Eritema multiforme

Creación: 22/11/2025 Última actualización: 29/11/2025
“Este contenido es exclusivamente informativo y está dirigido a profesionales de la salud. No reemplaza la valoración clínica ni el juicio médico, no establece relación médico-paciente y no constituye estándar de cuidado. La medicina evoluciona rápidamente: contraste siempre las fuentes y utilice esta información solo como un insumo adicional para la toma de decisiones.”

General

  • Sinónimos: eritema exudativo multiforme; EM menor/EM mayor; “EM oral” (variante mucosa predominante). Kechichian 2024, Scully 2008

  • Primera descripción: Hebra acuñó “erythema exsudativum multiforme” (1860–1866); previamente Bateman describió erupciones afines (1817).

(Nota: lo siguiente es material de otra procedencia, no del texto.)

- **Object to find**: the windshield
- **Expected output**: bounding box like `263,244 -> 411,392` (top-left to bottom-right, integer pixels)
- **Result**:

Kechichian 2024, Gungor 2024, Saavedra-Delgado 1992

  • Epidemiología: poco frecuente; predominio en adolescentes y adultos jóvenes; distribución mundial; recurrencias en ~20–25%; el VHS es el disparador más común de EM recurrente. Samim 2013, Staikuniene 2015, Kechichian 2024

  • Códigos: ICD-10: L51 (subcategorías L51.0, L51.8, L51.9). ICD-11: EB12 (p. ej., EB12.0 cutáneo; EB12.1 mucocutáneo). (Clasificación OMS).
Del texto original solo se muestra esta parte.